Publié dans Le Quotidien d'Oran le 30 - 10 - 2014

Que les jeunes d'aujourd'hui sachent, qu'en ces années soixante, baignées dans une atmosphère de peur, d'inquiétude et d'incertitude, personne ne savait si l'insurrection algérienne dans sa continuité de « chaîne de résistance », pratiquement sans rupture de génération à génération, allait finalement aboutir à l'indépendance du pays, et à la délivrance de tout un peuple, déjà épuisé et meurtri dans sa chair.
En ces temps de doute et de désespoir, la vie était des plus difficiles et ne méritait d'être vécue, que grâce à la solidarité des uns , vis à vis des autres, et à la tradition du « vivre-ensemble », cette marque de civilité, mais aussi, de générosité largement ancrée dans la vie des médinas et des douars conviviaux de cette Algérie sous occupation coloniale. Ces berceaux d'une fraternité partagée par une communauté solidaire, soudée par la misère et le rejet de l'injustice autour de l'idéal d'un destin commun, ont forgé cette cohésion sociale voulue et désirée, à partir : d'une aspiration aux valeurs de liberté, d'une appartenance à une nation rêvée, et du fantasme d'un avenir meilleur, totalement en rupture avec l'incertitude d'un lendemain, pour un peuple spolié de ses richesses, outragé dans son identité, et inféodé au joug colonial. N'est-ce pas là, les prémices d'un « projet de société » en maturation, qui valait pour la grosse majorité de nos concitoyens, la peine pour y adhérer et pour y croire, même si pour certains, de façon intuitive ?
Quel dommage, que cet élan brisé dès les années 80 de cette construction collective et majeure, d'une Algérie solidaire, fraternelle et conviviale dans ses villes et campagnes ! Il faut croire que nous ne fûmes pas suffisamment attentifs par rapport à cette question, et c'est là un premier échec consommé dans la marche de notre jeune nation, qui a failli sombrer dans le « cratère intégriste » de la régression, en cette décennie noire des années 90. Mais à s'y méprendre, par laxisme, par naïveté, par calculs bassement matériels, ou par compromission, le danger plane toujours au-dessus de nos têtes, s'il fallait baisser la garde ! Tout le capital d'engagement, de militantisme, de luttes, de bravoure et de souffrances dédié par nos braves biens souvent anonymes, à cette Algérie généreuse, féconde et fertile, risque de passer sous le regard d'une «comptabilité simpliste» faite de pertes et de profits, chez ceux à la mémoire courte, et pas très regardants sur les questions d'honneur, de dignité et de « nif », cette belle expression de chez nous ! Alors ! Oui ! Il faut à chaque occasion revisiter notre mémoire et interroger l'histoire, comme dans un voyage qui parcoure le temps de notre société ! C'est ce que j'ai voulu faire à travers cet article, pour marquer à ma manière, la commémoration du 1er Novembre 1954, qui interpelle nos consciences.

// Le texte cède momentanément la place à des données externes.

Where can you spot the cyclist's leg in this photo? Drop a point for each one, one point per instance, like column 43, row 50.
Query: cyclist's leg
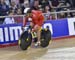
column 37, row 29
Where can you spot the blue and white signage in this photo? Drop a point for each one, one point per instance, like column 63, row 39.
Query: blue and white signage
column 10, row 32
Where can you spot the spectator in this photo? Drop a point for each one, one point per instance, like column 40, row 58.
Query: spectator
column 26, row 5
column 13, row 5
column 47, row 13
column 9, row 20
column 55, row 5
column 4, row 8
column 43, row 3
column 36, row 5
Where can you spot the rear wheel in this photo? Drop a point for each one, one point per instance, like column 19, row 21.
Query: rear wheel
column 45, row 38
column 25, row 40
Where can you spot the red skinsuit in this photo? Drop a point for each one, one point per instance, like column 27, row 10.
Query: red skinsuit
column 37, row 18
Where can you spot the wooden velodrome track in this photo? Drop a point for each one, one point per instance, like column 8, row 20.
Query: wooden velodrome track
column 62, row 49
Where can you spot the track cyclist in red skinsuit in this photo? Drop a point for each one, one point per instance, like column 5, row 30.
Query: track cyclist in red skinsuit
column 36, row 19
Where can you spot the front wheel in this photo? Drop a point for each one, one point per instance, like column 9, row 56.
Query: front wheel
column 25, row 40
column 45, row 37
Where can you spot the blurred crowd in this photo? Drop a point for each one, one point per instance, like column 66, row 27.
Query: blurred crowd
column 17, row 7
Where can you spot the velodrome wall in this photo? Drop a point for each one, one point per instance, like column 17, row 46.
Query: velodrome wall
column 10, row 33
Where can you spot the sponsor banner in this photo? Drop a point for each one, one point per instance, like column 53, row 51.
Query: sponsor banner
column 71, row 26
column 11, row 32
column 58, row 27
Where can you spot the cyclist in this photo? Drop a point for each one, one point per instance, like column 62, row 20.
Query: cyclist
column 36, row 19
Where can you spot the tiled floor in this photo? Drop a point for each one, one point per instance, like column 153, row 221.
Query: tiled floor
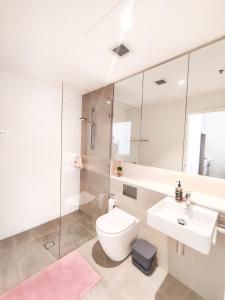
column 122, row 281
column 24, row 254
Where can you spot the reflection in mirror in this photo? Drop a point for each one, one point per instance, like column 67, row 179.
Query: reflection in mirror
column 127, row 119
column 205, row 138
column 163, row 115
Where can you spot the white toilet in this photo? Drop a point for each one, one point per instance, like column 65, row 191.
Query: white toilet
column 116, row 231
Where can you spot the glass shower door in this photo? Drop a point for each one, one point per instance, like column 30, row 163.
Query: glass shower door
column 86, row 140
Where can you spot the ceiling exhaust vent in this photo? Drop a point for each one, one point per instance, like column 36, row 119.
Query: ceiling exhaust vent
column 121, row 50
column 161, row 81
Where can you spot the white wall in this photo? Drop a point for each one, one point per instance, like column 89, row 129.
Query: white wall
column 30, row 152
column 126, row 113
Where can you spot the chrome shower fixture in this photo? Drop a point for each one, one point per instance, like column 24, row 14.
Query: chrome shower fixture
column 83, row 119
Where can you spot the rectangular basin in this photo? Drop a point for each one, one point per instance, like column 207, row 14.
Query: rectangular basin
column 197, row 231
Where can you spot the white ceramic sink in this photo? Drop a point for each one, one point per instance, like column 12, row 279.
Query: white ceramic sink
column 199, row 227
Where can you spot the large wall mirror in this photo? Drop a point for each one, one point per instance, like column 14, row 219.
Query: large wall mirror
column 173, row 116
column 126, row 129
column 163, row 115
column 205, row 127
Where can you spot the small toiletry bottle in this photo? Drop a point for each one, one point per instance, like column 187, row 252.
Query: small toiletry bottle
column 179, row 192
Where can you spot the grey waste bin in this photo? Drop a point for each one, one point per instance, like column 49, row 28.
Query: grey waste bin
column 144, row 256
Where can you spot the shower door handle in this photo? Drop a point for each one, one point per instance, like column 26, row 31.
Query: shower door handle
column 92, row 125
column 3, row 131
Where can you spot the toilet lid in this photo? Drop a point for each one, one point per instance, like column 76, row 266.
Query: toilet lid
column 115, row 221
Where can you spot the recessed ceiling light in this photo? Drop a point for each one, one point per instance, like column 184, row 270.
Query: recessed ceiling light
column 181, row 82
column 160, row 81
column 121, row 50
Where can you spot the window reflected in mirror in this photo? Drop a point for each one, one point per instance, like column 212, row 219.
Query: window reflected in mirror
column 205, row 128
column 163, row 115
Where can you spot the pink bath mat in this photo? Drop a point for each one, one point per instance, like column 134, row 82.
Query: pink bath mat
column 69, row 278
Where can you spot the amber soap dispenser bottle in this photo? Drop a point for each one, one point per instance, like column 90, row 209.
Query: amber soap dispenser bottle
column 179, row 192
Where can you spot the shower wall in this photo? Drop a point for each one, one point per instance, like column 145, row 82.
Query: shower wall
column 96, row 151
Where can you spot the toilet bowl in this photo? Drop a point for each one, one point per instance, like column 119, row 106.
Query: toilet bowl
column 116, row 231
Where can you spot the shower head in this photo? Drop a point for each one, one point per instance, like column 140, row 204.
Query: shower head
column 83, row 119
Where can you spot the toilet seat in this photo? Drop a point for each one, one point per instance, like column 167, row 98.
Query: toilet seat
column 114, row 222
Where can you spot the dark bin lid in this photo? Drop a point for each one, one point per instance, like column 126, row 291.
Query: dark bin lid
column 144, row 248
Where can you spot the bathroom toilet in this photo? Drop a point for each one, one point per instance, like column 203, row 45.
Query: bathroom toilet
column 117, row 230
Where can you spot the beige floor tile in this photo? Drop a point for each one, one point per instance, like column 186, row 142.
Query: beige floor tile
column 9, row 275
column 174, row 289
column 5, row 245
column 23, row 238
column 32, row 258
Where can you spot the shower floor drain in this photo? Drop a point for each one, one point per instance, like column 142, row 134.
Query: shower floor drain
column 49, row 244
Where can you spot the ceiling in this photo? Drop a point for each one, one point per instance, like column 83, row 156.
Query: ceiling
column 71, row 40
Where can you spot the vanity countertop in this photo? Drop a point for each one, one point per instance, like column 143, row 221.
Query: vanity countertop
column 210, row 202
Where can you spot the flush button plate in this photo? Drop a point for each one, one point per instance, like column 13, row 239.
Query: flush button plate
column 130, row 191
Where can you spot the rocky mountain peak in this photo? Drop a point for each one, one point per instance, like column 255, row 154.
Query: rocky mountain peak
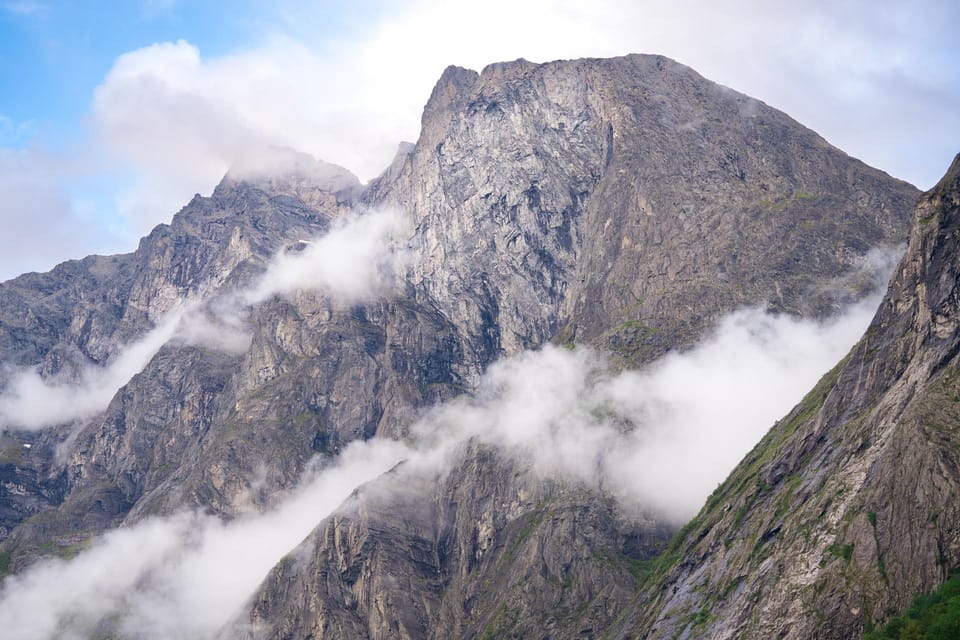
column 622, row 204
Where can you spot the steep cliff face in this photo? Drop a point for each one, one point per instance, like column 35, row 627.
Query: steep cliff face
column 627, row 203
column 604, row 243
column 485, row 549
column 849, row 507
column 622, row 203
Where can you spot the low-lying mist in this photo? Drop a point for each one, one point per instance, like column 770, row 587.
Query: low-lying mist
column 660, row 439
column 357, row 260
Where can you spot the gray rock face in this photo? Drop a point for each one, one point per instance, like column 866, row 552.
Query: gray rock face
column 483, row 550
column 848, row 508
column 622, row 203
column 625, row 203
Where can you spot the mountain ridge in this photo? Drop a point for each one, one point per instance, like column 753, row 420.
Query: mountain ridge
column 624, row 204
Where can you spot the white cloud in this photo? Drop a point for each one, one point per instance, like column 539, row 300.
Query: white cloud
column 41, row 226
column 359, row 258
column 661, row 439
column 180, row 577
column 664, row 437
column 173, row 120
column 30, row 401
column 181, row 119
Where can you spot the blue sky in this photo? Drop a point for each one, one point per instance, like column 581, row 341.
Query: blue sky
column 112, row 114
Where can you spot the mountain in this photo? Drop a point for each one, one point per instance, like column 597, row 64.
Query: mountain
column 624, row 204
column 848, row 508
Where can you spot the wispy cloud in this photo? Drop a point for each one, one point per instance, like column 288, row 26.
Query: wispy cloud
column 660, row 439
column 179, row 577
column 357, row 260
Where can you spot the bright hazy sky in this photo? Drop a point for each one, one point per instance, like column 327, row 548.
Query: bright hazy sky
column 113, row 114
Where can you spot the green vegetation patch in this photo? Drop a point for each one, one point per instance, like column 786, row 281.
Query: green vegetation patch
column 932, row 617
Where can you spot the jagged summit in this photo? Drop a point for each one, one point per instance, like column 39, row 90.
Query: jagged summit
column 849, row 507
column 277, row 170
column 623, row 204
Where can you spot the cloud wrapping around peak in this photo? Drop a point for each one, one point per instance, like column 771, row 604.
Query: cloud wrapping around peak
column 660, row 439
column 358, row 259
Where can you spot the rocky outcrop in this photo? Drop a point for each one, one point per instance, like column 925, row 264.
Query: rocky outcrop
column 372, row 570
column 626, row 203
column 849, row 507
column 623, row 203
column 483, row 549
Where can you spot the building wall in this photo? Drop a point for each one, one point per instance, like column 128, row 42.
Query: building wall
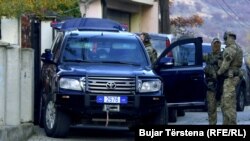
column 150, row 18
column 17, row 79
column 10, row 30
column 144, row 13
column 46, row 35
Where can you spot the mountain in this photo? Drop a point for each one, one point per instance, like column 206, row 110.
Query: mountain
column 219, row 16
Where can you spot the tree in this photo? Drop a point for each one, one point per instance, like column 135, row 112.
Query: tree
column 16, row 8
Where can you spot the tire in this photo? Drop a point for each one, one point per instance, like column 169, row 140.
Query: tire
column 241, row 99
column 180, row 113
column 162, row 117
column 172, row 117
column 56, row 122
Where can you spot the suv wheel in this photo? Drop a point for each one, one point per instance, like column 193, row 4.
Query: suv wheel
column 162, row 117
column 240, row 98
column 56, row 122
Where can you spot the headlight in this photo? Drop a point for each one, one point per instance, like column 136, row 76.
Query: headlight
column 72, row 84
column 149, row 85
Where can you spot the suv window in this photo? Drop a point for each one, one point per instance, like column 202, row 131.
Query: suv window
column 102, row 49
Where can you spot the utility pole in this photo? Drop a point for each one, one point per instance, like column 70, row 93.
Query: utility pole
column 165, row 20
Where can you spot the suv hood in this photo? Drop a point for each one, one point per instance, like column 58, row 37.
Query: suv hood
column 105, row 69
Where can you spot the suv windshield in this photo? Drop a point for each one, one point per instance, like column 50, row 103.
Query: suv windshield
column 105, row 50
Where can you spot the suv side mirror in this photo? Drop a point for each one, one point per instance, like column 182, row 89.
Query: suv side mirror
column 167, row 62
column 47, row 56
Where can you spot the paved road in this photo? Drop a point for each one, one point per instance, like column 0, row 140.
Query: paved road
column 201, row 118
column 123, row 134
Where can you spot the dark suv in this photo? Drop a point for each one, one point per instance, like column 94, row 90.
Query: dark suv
column 97, row 74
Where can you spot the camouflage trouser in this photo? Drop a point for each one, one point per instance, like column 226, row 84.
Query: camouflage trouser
column 228, row 101
column 212, row 107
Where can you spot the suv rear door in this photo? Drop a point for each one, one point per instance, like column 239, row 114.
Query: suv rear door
column 180, row 66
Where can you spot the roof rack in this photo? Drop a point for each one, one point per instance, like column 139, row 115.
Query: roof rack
column 91, row 24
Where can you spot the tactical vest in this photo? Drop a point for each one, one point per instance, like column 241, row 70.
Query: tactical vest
column 237, row 61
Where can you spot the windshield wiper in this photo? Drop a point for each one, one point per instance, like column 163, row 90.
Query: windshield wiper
column 119, row 62
column 76, row 60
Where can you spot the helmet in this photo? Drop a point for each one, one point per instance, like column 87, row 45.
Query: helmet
column 229, row 34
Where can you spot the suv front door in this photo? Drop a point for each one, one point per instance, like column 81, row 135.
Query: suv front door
column 180, row 66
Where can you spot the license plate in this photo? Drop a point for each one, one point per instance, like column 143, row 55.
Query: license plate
column 112, row 99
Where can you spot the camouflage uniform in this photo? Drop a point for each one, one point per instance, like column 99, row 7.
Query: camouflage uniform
column 213, row 61
column 151, row 51
column 230, row 69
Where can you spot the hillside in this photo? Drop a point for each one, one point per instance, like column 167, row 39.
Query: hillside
column 219, row 16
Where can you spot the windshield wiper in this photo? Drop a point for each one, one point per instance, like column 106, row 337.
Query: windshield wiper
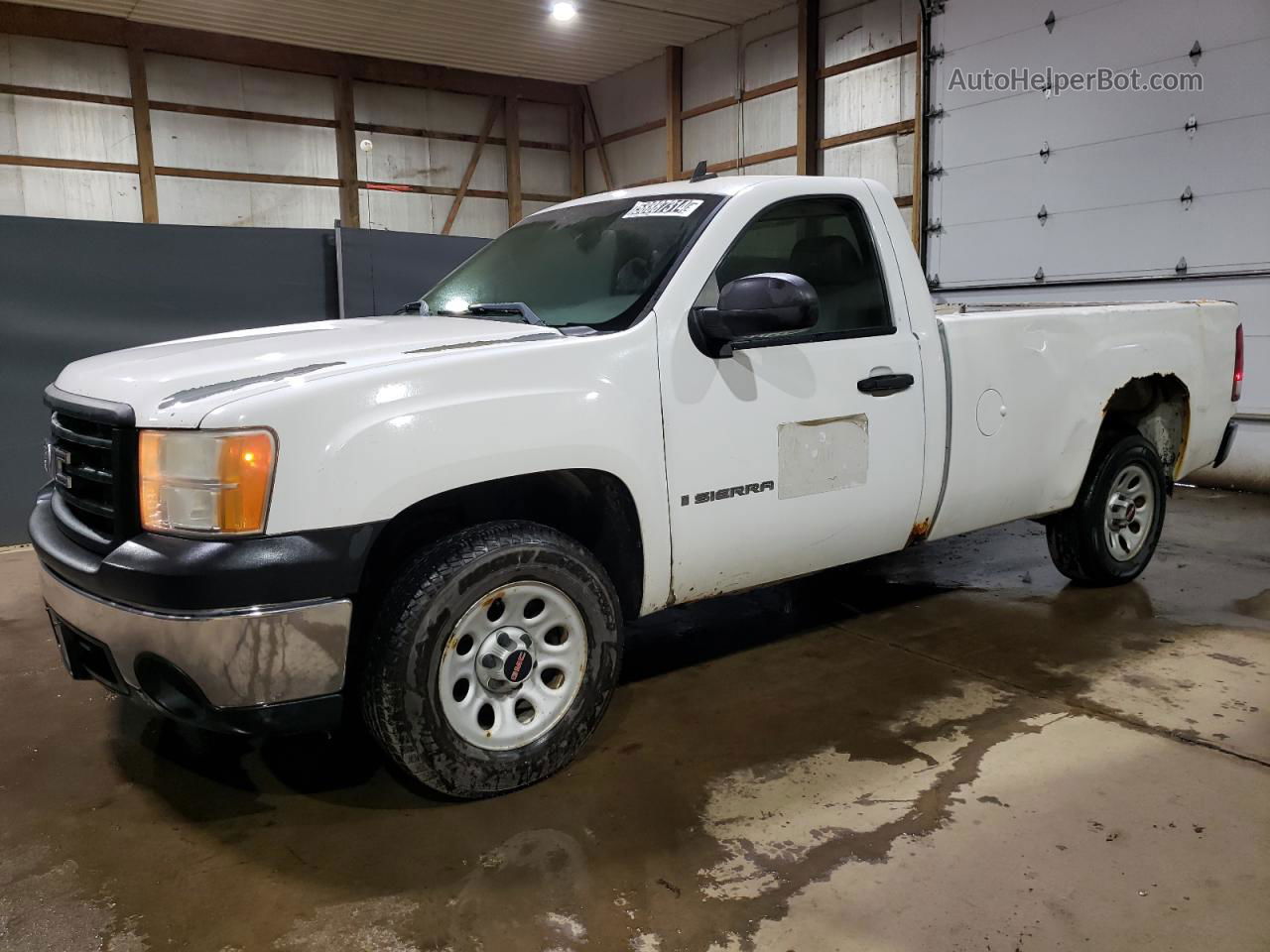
column 504, row 309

LES MEFAITS ET CRIMES DE LA FRANCE COLONIALE !
À travers ses exploitations agricoles d'inspiration américaine, attelées à cette force de travail « indigène » du « lève-tôt », de ses manufactures et de ses mines des « gueules noires » pour lesquelles Emile Zola prend parti dans son roman « Germinal » , pour que changent leurs conditions de vie dans l'hexagone, sans que les « indigènes » de la mine de charbon de Kénadsa, ne soient eux aussi concernés, la colonisation tirait profit des richesses du sol et du sous-sol, de cette Algérie éternelle, cette terre bénie et copieusement arrosée par le sang de ses martyrs, depuis la nuit des temps. Et pourtant ! Ses historiens, ses géographes et ses officiers décrivaient sans retenue, cette terre nourricière comme une contrée « barbare » et « rebelle », alors que bizarrement éligible à son action dite « civilisatrice », sans doute par charité chrétienne, faut-il le croire ! C'est que la France, ce « porte-drapeau » des droits de l'homme, en « coq » gonflant son plumage, se croyait être investie d'une mission divine comme au temps des croisades vers Jérusalem, bénie il est vrai par l'église, en faisant passer par les écrits de son intelligentsia1 , sa barbarie et sa cruauté2, comme une action noble de développement faite de grands travaux d'assèchement de marais, et de leur mise en valeur en terres fertiles, par contrefaçon de la vérité. Il y a là forcément, un souci d'image d'une
France, qui a décidé de faire du leurre de l'humanisme et de l'universalisme, les deux fers de lance de sa propagande coloniale !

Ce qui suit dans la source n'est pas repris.